En la escena emblemática de La cocina, una máquina de refresco se desborda en plena hora del almuerzo. La coca cola se derrama por todo el suelo y se agita con los pasos de las meseras, quienes se alinean frente a las estaciones de los cocineros como paracaidistas a punto de liberar Normandía. Estela (Anna Díaz), la amiga recién llegada de Pedro, sufre un ataque de neurosis bélica, como el capitán Miller (Tom Hanks) de Steven Spielberg, mientras observa el ir y venir desesperado de sus colegas, que gritan órdenes como en otras películas se grita por un médico. La impresora de la cocina tartamudea en el fondo como una ametralladora.
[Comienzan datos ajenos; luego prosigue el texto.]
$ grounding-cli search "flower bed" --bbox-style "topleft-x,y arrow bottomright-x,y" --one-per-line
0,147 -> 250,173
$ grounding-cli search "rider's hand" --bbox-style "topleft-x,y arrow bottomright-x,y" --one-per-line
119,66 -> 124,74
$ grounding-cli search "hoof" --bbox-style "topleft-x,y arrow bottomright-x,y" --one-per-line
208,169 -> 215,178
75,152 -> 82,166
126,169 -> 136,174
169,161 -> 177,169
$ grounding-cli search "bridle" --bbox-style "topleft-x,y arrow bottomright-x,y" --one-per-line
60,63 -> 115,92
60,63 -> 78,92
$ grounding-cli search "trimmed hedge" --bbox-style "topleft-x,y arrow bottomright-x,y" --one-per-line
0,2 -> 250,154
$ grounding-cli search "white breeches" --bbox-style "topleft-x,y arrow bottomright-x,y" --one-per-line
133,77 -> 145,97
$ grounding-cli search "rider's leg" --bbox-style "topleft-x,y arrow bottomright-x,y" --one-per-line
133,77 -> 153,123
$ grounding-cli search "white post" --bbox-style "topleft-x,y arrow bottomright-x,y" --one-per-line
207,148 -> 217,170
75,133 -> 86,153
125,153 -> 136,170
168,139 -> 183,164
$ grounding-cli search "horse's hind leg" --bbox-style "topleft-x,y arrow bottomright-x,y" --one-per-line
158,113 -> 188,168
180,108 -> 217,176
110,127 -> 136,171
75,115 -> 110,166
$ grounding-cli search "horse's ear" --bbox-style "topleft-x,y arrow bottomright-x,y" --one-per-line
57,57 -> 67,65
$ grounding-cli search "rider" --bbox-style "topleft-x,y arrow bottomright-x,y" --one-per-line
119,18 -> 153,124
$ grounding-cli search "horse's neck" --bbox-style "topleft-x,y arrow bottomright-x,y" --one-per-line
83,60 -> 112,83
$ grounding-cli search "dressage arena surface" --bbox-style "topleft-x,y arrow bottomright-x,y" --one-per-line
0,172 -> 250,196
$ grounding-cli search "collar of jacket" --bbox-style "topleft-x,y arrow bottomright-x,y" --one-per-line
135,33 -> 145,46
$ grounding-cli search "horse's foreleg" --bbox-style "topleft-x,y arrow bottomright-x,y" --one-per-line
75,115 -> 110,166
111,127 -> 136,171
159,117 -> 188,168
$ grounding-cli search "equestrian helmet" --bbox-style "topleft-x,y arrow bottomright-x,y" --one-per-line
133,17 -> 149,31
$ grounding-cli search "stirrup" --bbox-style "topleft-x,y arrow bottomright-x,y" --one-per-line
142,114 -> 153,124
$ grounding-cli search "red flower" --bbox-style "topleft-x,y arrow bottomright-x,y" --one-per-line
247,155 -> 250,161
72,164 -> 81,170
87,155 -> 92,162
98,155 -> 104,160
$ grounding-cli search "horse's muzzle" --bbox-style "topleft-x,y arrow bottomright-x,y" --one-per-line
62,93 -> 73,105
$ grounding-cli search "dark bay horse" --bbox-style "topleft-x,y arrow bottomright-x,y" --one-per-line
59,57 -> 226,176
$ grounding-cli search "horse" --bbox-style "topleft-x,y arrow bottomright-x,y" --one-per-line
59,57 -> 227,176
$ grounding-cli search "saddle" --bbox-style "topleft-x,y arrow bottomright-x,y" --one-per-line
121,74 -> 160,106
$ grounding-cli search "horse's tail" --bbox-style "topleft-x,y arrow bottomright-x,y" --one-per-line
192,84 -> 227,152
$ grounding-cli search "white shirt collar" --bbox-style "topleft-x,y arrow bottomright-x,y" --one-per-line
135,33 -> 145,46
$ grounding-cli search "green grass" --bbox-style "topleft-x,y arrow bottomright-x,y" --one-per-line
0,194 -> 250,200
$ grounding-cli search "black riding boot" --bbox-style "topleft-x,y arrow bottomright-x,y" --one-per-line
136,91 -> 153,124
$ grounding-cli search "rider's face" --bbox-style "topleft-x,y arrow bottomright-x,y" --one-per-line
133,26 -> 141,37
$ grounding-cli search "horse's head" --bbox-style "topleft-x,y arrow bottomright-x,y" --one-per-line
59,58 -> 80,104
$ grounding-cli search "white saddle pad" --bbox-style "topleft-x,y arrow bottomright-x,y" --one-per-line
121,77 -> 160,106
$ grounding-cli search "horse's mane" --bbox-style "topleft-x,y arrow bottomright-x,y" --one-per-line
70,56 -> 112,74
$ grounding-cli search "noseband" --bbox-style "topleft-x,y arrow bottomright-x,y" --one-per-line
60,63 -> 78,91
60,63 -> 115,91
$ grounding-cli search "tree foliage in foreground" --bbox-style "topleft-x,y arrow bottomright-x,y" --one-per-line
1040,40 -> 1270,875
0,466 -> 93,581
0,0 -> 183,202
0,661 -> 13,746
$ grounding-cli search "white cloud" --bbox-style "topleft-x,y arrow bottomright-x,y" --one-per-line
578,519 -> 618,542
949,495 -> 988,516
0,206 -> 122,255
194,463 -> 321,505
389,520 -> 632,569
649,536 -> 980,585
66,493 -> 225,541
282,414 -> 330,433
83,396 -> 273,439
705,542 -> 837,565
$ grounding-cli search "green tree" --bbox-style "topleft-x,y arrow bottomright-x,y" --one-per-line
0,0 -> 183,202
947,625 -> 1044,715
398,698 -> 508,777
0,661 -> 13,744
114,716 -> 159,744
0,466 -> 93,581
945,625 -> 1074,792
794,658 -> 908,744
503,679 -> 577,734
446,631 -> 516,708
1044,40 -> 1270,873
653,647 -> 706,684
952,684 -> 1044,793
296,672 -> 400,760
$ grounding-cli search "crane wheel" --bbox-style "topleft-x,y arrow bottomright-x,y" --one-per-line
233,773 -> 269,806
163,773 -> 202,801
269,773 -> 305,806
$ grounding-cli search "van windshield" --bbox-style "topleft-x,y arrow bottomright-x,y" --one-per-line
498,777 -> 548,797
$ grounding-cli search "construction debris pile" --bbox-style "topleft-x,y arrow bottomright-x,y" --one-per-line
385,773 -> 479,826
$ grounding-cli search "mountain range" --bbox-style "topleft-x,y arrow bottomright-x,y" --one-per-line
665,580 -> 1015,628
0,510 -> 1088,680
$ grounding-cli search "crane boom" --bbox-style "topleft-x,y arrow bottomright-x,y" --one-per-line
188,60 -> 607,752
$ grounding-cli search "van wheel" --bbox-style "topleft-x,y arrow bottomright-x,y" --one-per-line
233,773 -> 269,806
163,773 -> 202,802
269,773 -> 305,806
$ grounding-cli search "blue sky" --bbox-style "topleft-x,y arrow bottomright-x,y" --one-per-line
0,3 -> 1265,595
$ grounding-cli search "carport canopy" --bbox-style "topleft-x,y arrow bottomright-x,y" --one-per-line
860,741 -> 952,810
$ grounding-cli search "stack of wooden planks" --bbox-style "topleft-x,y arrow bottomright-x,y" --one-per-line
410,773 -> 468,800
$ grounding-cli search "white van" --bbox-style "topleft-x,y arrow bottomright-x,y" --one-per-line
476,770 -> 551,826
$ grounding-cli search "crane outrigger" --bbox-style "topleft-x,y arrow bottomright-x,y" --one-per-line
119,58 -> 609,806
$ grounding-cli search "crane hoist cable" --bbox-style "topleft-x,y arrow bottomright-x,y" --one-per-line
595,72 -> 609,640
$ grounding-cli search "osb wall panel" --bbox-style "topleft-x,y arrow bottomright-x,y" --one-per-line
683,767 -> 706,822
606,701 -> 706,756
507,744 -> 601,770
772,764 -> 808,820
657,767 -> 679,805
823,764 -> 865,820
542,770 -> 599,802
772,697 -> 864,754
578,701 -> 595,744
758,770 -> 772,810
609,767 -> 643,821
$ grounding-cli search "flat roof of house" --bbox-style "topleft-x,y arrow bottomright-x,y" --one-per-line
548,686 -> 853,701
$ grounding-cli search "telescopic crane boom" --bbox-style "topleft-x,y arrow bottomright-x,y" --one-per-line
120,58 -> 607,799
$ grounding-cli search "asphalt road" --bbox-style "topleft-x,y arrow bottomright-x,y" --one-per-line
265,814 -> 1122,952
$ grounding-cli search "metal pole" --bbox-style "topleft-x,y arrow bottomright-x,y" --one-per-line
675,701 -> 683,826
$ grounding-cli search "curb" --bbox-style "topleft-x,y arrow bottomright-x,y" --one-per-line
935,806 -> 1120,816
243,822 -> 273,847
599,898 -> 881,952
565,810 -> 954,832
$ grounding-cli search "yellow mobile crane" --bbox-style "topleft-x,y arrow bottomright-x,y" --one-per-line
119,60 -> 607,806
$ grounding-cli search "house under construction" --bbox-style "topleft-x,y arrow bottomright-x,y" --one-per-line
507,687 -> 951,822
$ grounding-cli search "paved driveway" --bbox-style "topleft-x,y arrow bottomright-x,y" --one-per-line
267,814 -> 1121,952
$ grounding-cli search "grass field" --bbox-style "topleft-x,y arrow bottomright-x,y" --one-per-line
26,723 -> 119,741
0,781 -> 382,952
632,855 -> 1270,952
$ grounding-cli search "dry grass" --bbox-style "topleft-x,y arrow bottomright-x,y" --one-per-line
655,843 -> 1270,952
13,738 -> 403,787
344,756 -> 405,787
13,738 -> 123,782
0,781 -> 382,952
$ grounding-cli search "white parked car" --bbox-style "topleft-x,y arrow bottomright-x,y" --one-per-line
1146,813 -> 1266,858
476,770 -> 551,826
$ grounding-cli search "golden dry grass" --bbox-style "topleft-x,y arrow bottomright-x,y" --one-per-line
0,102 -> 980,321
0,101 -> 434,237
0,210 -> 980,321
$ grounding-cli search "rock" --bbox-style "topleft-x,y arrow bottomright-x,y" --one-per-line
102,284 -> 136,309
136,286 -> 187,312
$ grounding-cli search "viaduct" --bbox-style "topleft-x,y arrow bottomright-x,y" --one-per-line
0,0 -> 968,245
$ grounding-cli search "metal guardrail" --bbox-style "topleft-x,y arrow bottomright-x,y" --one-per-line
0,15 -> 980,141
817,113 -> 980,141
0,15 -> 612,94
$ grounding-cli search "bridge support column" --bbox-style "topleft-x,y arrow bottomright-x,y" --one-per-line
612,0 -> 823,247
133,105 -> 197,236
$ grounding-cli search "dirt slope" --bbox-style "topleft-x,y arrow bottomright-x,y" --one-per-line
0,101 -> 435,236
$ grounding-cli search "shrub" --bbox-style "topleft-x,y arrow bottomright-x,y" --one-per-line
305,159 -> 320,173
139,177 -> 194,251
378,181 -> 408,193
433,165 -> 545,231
Otra escena importante enfatiza el opuesto total: durante el descanso, Pedro les pide a sus colegas contarle sus sueños, y uno de ellos narra la historia de un rayo verde extraterrestre. El sonido va apagándose y el montaje se va limitando a un solo plano del narrador, que describe la inexplicable anécdota de un napolitano que llegó el siglo pasado a la Isla Ellis —el punto de revisión para los migrantes europeos en Nueva York— y fue sustraído milagrosamente de ahí. Pero la escena cuenta con los elementos suficientes para agarrar al espectador y revelarse como ilusoria: más que minimalista, sigue siendo intensa, aunque de forma económica.
Ruizpalacios, a pesar de su dominio formal, no parece ya un revolucionario, sino un director incrustado en las tendencias y, en el caso de La cocina, arrastrado por ellas. Nadie le pide que sea lo contrario, claro, pero sus primeras películas trajeron consigo expectativas de un cineasta que no solo se zafaba de los temas y los tonos típicos del cine mexicano, sino que aspiraba a una distinción sustancial frente a todos sus contemporáneos. La cocina parece una consecuencia de esas opiniones, del peso de ser importante, pero el futuro presenta oportunidades para dejar de ansiarlo y recuperar el rumbo. Técnica, hay.